On Tue, Jan 17, 2023, at 11:51 AM, Peter Boy wrote:
>> Am 16.01.2023 um 13:23 schrieb Lennart Poettering <mzerq...@0pointer.de>:
>> 
>> Just to say this cleary btw: when we introduced the time-out initially
>> we were coming from sysvinit where no such time-out existed at
>> all. Hence we picked a conservative (i.e. overly long) value to not
>> upset things too badly. And yes, some people were very much upset we
>> now defaulted to a time-out.
>> 
>> If we'd start from scratch without sysvinit heritage, I think we
>> would have started with something much much lower right-away.
>
> When introducing a timeout, you obviously had the grace to choose a 
> fairly conservative  (i.e. cautious) default value that did not lead to 
> major problems. Would be interesting what would have been if you had 
> started with 15 sec.

Why? it was 0 sec before systemd. If anything, the time out behavior is masking 
problems with services not shutting down in a timely manner.


>> It
>> appears to me fedora is considering switch to that now, and I
>> certainly think that would make a lot of sense.
>
> The way it is proposed it doesn’t make a lot of sense. Desktops and 
> servers work very differently and have different requirements. For 
> servers, this proposal in its present form makes no sense at all, and 
> is on the contrary dangerous.

Why? It's been said in this thread that servers come with a higher expectation 
of rebooting upon request rather than indefinitely hanging, in contrast to 
desktops where there can be some tolerance for delay in exchange for safety.

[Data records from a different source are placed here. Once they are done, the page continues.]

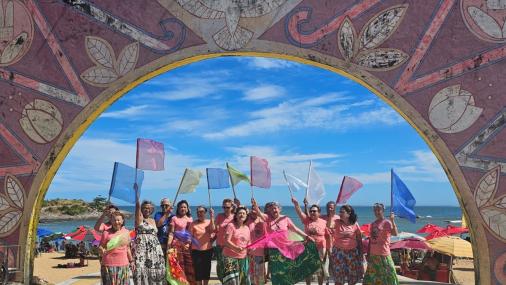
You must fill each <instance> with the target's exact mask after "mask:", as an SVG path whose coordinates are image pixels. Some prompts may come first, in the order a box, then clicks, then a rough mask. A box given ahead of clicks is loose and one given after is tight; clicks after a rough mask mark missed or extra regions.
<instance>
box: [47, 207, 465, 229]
mask: <svg viewBox="0 0 506 285" xmlns="http://www.w3.org/2000/svg"><path fill="white" fill-rule="evenodd" d="M118 207H119V208H120V209H121V210H124V211H128V212H131V213H133V212H134V210H135V207H134V206H118ZM195 208H196V207H195V206H192V207H190V209H191V213H192V214H193V217H194V218H195V217H196V215H195ZM353 208H354V209H355V212H356V213H357V216H358V223H359V224H360V225H362V224H369V223H371V222H373V221H374V220H375V217H374V213H373V210H372V207H371V206H354V207H353ZM213 209H214V210H215V212H216V213H219V212H221V205H220V206H215V207H213ZM156 211H160V209H159V208H158V207H157V209H156ZM415 212H416V214H417V215H418V216H419V217H420V218H418V219H417V221H416V223H414V224H413V223H411V222H409V221H408V220H406V219H402V218H396V224H397V227H398V229H399V231H400V232H401V231H403V232H412V233H414V232H416V231H417V230H418V229H419V228H421V227H423V226H424V225H425V224H428V223H431V224H435V225H438V226H442V227H446V226H447V225H448V224H450V221H453V222H454V221H460V220H461V218H462V210H461V208H460V207H458V206H417V207H416V208H415ZM325 213H326V209H325V207H322V214H325ZM385 213H389V207H386V209H385ZM281 214H283V215H286V216H288V217H290V218H291V219H292V220H293V222H294V223H295V224H296V225H297V226H298V227H300V228H301V229H303V225H302V222H301V221H300V219H299V217H298V216H297V213H296V212H295V208H294V207H293V206H282V212H281ZM95 222H96V221H95V220H72V221H51V222H44V223H39V226H38V227H39V228H45V229H48V230H51V231H53V232H63V233H69V232H73V231H75V230H76V228H77V227H79V226H82V225H83V226H88V227H93V226H94V225H95ZM133 225H134V219H133V216H132V217H131V218H129V219H127V221H126V227H127V228H129V229H132V228H133ZM457 225H458V224H457Z"/></svg>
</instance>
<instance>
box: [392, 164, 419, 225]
mask: <svg viewBox="0 0 506 285" xmlns="http://www.w3.org/2000/svg"><path fill="white" fill-rule="evenodd" d="M391 180H392V211H393V212H394V213H395V214H396V215H397V216H399V217H401V218H405V219H407V220H409V221H410V222H412V223H416V214H415V204H416V200H415V197H413V195H412V194H411V192H410V191H409V189H408V187H407V186H406V184H404V182H402V180H401V179H400V178H399V176H397V174H395V172H394V170H393V169H392V170H391Z"/></svg>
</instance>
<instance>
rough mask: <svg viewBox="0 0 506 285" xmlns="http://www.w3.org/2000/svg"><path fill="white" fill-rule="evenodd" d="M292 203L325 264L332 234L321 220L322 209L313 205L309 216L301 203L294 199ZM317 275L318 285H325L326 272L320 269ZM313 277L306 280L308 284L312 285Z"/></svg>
mask: <svg viewBox="0 0 506 285" xmlns="http://www.w3.org/2000/svg"><path fill="white" fill-rule="evenodd" d="M292 203H293V205H294V206H295V212H297V215H298V216H299V218H300V221H301V222H302V224H304V231H305V233H306V234H308V235H309V236H311V237H312V238H313V239H314V240H315V242H316V248H317V249H318V253H319V255H320V260H321V261H322V263H323V264H325V261H326V259H327V249H328V248H330V239H329V237H330V232H329V231H328V229H327V222H326V221H325V220H324V219H322V218H320V207H318V205H312V206H311V207H310V208H309V215H306V214H305V213H303V212H302V209H301V208H300V205H299V202H298V201H297V200H296V199H295V198H294V197H292ZM316 275H317V276H318V284H319V285H322V284H323V278H324V277H325V276H324V270H323V267H322V268H320V269H319V270H318V271H317V272H316ZM311 279H312V276H309V277H308V278H306V284H307V285H309V284H311Z"/></svg>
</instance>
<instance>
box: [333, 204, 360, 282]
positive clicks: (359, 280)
mask: <svg viewBox="0 0 506 285" xmlns="http://www.w3.org/2000/svg"><path fill="white" fill-rule="evenodd" d="M357 218H358V217H357V214H356V213H355V210H354V209H353V207H352V206H350V205H343V206H342V207H341V208H340V209H339V219H337V220H336V221H335V227H334V231H333V234H332V250H331V253H330V263H331V264H332V266H330V267H329V268H330V269H329V271H330V274H331V275H332V277H333V279H334V282H335V284H336V285H338V284H339V285H343V284H345V283H347V284H349V285H354V284H356V283H358V282H359V281H360V280H362V278H363V277H364V267H363V264H362V262H363V260H364V257H363V254H362V232H361V231H360V227H359V226H358V223H357Z"/></svg>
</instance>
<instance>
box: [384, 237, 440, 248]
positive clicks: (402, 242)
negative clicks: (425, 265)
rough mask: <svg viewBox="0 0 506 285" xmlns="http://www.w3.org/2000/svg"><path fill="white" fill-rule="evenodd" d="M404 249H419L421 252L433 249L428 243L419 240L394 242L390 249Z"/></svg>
mask: <svg viewBox="0 0 506 285" xmlns="http://www.w3.org/2000/svg"><path fill="white" fill-rule="evenodd" d="M402 248H411V249H419V250H429V249H431V247H430V246H429V245H427V243H426V242H425V241H423V240H419V239H416V238H408V239H404V240H401V241H398V242H394V243H392V244H390V249H402Z"/></svg>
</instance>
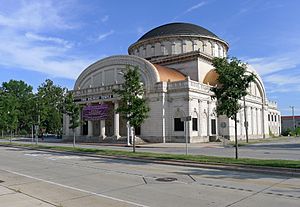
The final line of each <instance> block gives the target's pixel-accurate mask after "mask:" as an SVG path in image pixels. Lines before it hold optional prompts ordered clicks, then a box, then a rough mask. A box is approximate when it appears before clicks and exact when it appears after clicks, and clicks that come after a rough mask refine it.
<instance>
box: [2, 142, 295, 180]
mask: <svg viewBox="0 0 300 207" xmlns="http://www.w3.org/2000/svg"><path fill="white" fill-rule="evenodd" d="M0 146H3V147H14V148H22V149H27V150H36V151H44V152H53V153H60V154H61V153H64V154H69V155H80V156H86V157H95V158H107V159H118V160H125V161H134V162H147V163H155V164H162V165H173V166H182V167H196V168H206V169H216V170H228V171H239V172H252V173H260V174H272V175H279V176H290V177H300V169H296V168H281V167H262V166H253V165H252V166H250V165H241V164H222V163H216V164H214V163H209V164H206V163H198V162H193V161H188V160H184V161H183V160H165V159H156V158H134V157H127V156H121V155H119V156H114V155H99V154H94V153H90V152H72V151H60V150H53V149H37V148H31V147H25V146H12V145H6V144H0Z"/></svg>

Why should a server sysadmin's request for a reboot or shutdown be second 
guessed? What are the consequences of second guessing?

What I've seen on Fedora Server when there are services that hold things up is 
invariably sshd does immediately quit so now I can't even log back in to find 
out what's holding up the reboot. It's quite substantially a worse Ux than on 
the desktop. I mean, ostensibly I know what I'm doing on my own server and 
don't need to be second guessed like a desktop user. 

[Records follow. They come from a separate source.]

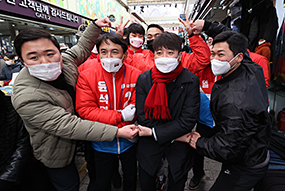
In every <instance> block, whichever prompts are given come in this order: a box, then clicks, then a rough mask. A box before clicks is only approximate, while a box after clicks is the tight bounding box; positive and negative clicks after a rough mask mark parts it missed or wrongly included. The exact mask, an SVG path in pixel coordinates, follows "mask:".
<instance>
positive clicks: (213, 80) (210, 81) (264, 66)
mask: <svg viewBox="0 0 285 191" xmlns="http://www.w3.org/2000/svg"><path fill="white" fill-rule="evenodd" d="M248 52H249V56H250V58H251V59H252V61H253V62H255V63H257V64H259V65H260V66H261V67H262V69H263V74H264V78H265V83H266V87H269V85H270V84H269V83H270V77H269V72H268V67H270V66H268V65H269V62H268V60H267V59H266V58H265V57H264V56H261V55H259V54H256V53H253V52H250V51H249V50H248ZM195 74H196V75H197V76H198V78H199V79H200V86H201V88H202V90H203V91H204V93H205V94H206V95H207V96H208V97H209V96H210V95H211V93H212V88H213V86H214V84H215V82H216V81H217V80H220V79H221V77H222V76H221V75H220V76H215V75H214V74H213V72H212V69H211V63H210V62H209V63H208V65H207V66H206V68H205V69H204V70H201V71H199V72H197V73H195Z"/></svg>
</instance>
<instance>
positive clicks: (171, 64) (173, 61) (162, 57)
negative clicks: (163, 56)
mask: <svg viewBox="0 0 285 191" xmlns="http://www.w3.org/2000/svg"><path fill="white" fill-rule="evenodd" d="M154 61H155V66H156V68H157V69H158V70H159V71H160V72H161V73H169V72H172V71H173V70H175V69H176V67H177V66H178V64H179V62H178V59H177V58H169V57H161V58H156V59H154Z"/></svg>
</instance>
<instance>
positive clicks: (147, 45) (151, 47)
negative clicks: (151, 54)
mask: <svg viewBox="0 0 285 191" xmlns="http://www.w3.org/2000/svg"><path fill="white" fill-rule="evenodd" d="M153 41H154V39H152V40H147V41H146V42H147V49H149V50H150V51H151V52H154V50H153V47H152V43H153Z"/></svg>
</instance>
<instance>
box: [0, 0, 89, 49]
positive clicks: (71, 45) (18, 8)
mask: <svg viewBox="0 0 285 191" xmlns="http://www.w3.org/2000/svg"><path fill="white" fill-rule="evenodd" d="M89 20H90V19H89V18H88V17H83V16H81V15H78V14H76V13H73V12H70V11H68V10H65V9H63V8H60V7H57V6H53V5H51V4H48V3H45V2H39V1H32V0H1V1H0V40H1V42H0V45H1V49H0V53H2V54H3V53H4V54H5V53H12V52H14V49H13V39H14V38H15V36H16V35H17V34H18V33H19V32H20V31H21V30H24V29H26V28H31V27H35V28H41V29H44V30H46V31H48V32H50V33H51V34H53V35H55V37H56V38H57V40H58V41H59V43H65V44H66V45H68V46H72V45H74V44H76V43H77V39H78V36H77V35H76V34H78V29H79V30H80V29H81V28H82V26H87V25H86V23H87V22H88V21H89Z"/></svg>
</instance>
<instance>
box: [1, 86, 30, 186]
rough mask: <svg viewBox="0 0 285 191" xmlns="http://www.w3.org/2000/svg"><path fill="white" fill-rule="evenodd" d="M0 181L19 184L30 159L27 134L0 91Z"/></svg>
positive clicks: (18, 119) (26, 131)
mask: <svg viewBox="0 0 285 191" xmlns="http://www.w3.org/2000/svg"><path fill="white" fill-rule="evenodd" d="M0 106H1V108H0V110H1V111H0V145H1V147H0V179H1V180H5V181H9V182H19V181H20V180H21V176H22V175H23V173H24V168H25V166H26V164H27V160H28V159H29V158H30V157H31V154H32V151H31V145H30V139H29V134H28V132H27V131H26V129H25V127H24V124H23V121H22V119H21V118H20V116H19V115H18V114H17V112H16V111H15V109H14V108H13V106H12V104H11V97H8V96H4V93H3V92H1V91H0Z"/></svg>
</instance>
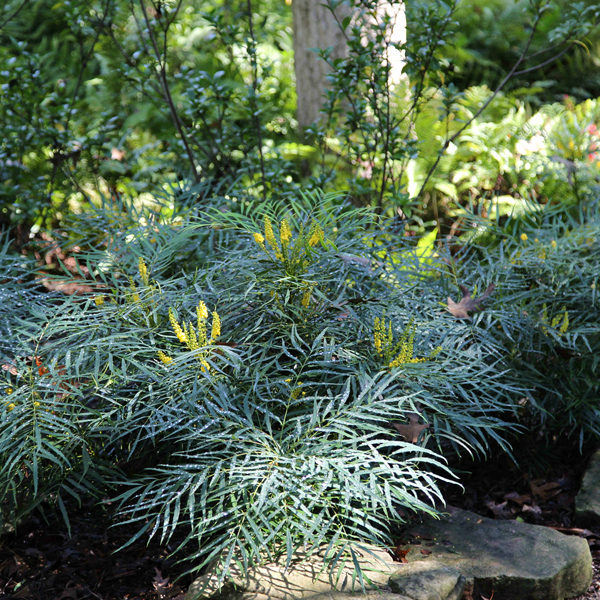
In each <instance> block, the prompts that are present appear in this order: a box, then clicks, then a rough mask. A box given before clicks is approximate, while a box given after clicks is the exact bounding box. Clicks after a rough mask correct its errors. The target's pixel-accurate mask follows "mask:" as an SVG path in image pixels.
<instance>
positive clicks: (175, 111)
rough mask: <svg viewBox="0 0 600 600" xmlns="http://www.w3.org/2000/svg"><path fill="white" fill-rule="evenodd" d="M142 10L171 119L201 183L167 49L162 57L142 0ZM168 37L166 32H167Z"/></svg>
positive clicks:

At least postgresql and libvirtd are configured to inhibit reboot/shutdown 
indefinitely until they properly quit. Services can opt into this behavior, 
overriding the default. But indefinite delay would  pose a bigger problem on 
server than on desktops, due to the loss of any feedback and control.

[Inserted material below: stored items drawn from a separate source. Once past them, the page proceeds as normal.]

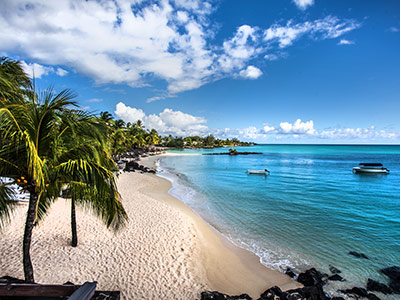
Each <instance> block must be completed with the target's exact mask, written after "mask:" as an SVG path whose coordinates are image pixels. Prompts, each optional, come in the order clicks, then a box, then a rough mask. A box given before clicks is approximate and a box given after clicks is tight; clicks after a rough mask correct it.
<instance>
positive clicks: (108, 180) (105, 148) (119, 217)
mask: <svg viewBox="0 0 400 300" xmlns="http://www.w3.org/2000/svg"><path fill="white" fill-rule="evenodd" d="M71 117H72V118H73V119H74V123H75V124H76V123H79V124H80V126H79V127H78V128H71V127H70V128H66V130H65V131H64V133H63V134H64V135H65V137H64V139H63V144H64V145H65V146H66V147H65V148H66V149H68V151H64V153H62V154H61V155H60V156H59V158H58V165H59V166H63V165H64V164H66V163H67V164H68V163H71V162H73V161H76V160H77V159H79V160H80V161H85V162H87V163H90V164H91V166H92V167H94V168H99V169H101V170H102V171H103V172H105V173H104V175H103V176H105V178H106V179H107V180H106V181H104V180H100V182H99V183H97V184H96V185H94V184H93V183H91V182H90V181H87V180H82V178H81V177H80V176H79V174H71V173H69V172H68V173H66V174H64V175H63V174H62V173H61V174H60V173H56V179H55V180H53V182H54V183H56V185H57V184H59V183H57V182H62V183H63V184H64V185H66V186H67V190H68V191H69V194H70V198H71V232H72V238H71V245H72V246H73V247H76V246H77V244H78V236H77V228H76V212H75V206H76V205H80V206H84V207H88V208H90V209H91V210H92V211H94V212H95V213H96V214H97V215H98V216H99V217H100V218H101V219H102V220H103V221H104V222H105V224H106V225H107V227H109V228H111V229H114V230H118V229H119V228H120V227H121V225H124V224H125V221H126V220H127V215H126V212H125V210H124V209H123V207H122V205H121V202H120V196H119V194H118V191H117V189H116V187H115V181H114V174H113V172H114V171H117V168H116V165H115V163H114V161H113V160H112V159H111V158H110V155H109V153H108V152H107V150H106V140H105V139H104V137H105V136H106V134H105V133H106V130H107V128H106V127H105V126H104V125H103V124H101V123H100V124H99V123H97V122H96V121H95V119H94V118H92V117H91V116H90V115H89V114H87V113H85V112H82V111H79V113H78V112H77V111H73V112H72V113H71ZM61 175H62V176H61Z"/></svg>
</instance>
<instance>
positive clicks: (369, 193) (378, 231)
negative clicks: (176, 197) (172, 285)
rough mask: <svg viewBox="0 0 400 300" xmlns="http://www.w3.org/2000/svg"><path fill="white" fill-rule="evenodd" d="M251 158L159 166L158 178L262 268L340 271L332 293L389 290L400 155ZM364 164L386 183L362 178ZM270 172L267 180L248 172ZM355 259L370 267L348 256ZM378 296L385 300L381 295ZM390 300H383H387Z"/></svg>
mask: <svg viewBox="0 0 400 300" xmlns="http://www.w3.org/2000/svg"><path fill="white" fill-rule="evenodd" d="M237 150H238V151H251V152H262V154H260V155H248V156H241V155H239V156H220V155H217V156H213V155H211V156H206V155H201V153H204V152H226V151H228V149H226V148H219V149H211V150H210V149H208V150H184V151H183V152H184V153H193V154H199V155H187V156H168V157H165V158H163V159H162V161H161V164H160V169H161V171H162V173H161V175H162V176H165V177H167V178H169V179H170V180H171V181H172V182H173V189H172V190H171V193H172V194H174V195H176V196H178V197H179V198H181V199H182V200H183V201H184V202H185V203H186V204H188V205H189V206H190V207H192V209H193V210H194V211H196V212H197V213H198V214H199V215H201V216H202V217H203V218H204V219H205V220H206V221H207V222H209V223H210V224H211V225H212V226H214V227H215V228H216V229H217V230H218V231H220V232H221V233H222V234H224V235H225V236H227V237H228V238H229V239H230V240H231V241H232V242H234V243H235V244H237V245H238V246H241V247H243V248H245V249H248V250H250V251H252V252H254V253H256V254H257V255H258V256H259V257H260V259H261V262H262V263H263V264H265V265H266V266H268V267H272V268H274V269H278V270H284V269H285V268H286V267H288V266H290V267H292V268H294V269H295V270H297V271H301V270H305V269H306V268H309V267H311V266H315V267H316V268H318V269H321V270H322V271H325V272H327V273H329V265H333V266H335V267H336V268H339V269H340V270H342V274H341V275H343V277H344V278H346V279H347V281H346V282H344V283H332V284H330V287H329V286H328V290H329V289H330V290H331V291H334V290H336V289H338V288H350V287H353V286H356V285H357V286H365V285H366V281H367V279H368V278H372V279H375V280H379V281H382V282H385V283H386V282H387V278H386V277H385V276H384V275H382V274H380V272H379V269H380V268H383V267H387V266H392V265H400V146H349V145H346V146H338V145H335V146H332V145H258V146H252V147H239V148H237ZM359 162H381V163H383V165H384V166H385V167H387V168H388V169H390V170H391V173H390V174H389V175H358V174H353V173H352V168H353V167H354V166H357V165H358V163H359ZM264 168H267V169H268V170H270V172H271V174H270V175H269V176H267V177H265V176H260V175H248V174H247V173H246V170H247V169H264ZM349 251H357V252H362V253H364V254H366V255H367V256H368V257H370V259H369V260H365V259H359V258H355V257H353V256H350V255H349V254H348V252H349ZM380 296H381V295H380ZM383 299H384V298H383ZM387 299H396V298H395V297H387Z"/></svg>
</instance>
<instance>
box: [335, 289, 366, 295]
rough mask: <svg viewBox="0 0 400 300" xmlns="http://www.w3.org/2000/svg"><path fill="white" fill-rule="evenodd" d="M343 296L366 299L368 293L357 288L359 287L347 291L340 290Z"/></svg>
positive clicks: (344, 290) (349, 289) (347, 289)
mask: <svg viewBox="0 0 400 300" xmlns="http://www.w3.org/2000/svg"><path fill="white" fill-rule="evenodd" d="M340 292H342V293H343V294H353V295H357V296H361V297H367V296H368V292H367V290H366V289H363V288H359V287H353V288H352V289H347V290H340Z"/></svg>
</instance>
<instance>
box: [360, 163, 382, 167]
mask: <svg viewBox="0 0 400 300" xmlns="http://www.w3.org/2000/svg"><path fill="white" fill-rule="evenodd" d="M359 165H360V166H364V167H383V165H382V164H381V163H360V164H359Z"/></svg>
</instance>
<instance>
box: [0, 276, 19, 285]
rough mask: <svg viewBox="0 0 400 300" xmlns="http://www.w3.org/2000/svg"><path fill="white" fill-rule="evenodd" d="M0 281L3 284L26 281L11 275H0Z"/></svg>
mask: <svg viewBox="0 0 400 300" xmlns="http://www.w3.org/2000/svg"><path fill="white" fill-rule="evenodd" d="M0 283H2V284H10V283H25V280H22V279H18V278H15V277H11V276H3V277H0Z"/></svg>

> A strangely ignorant attitude to take a positive view of the change, 
> even if those affected, the customers, are upset and fear considerable 
> disadvantages. Only someone who is not responsible for TBs of data and 
> thousands of users can talk like this. The least you have to do is test 
> and check what effects it has and prove that the concern is unjustified.

The proposal changes a default behavior. It's not itself an override.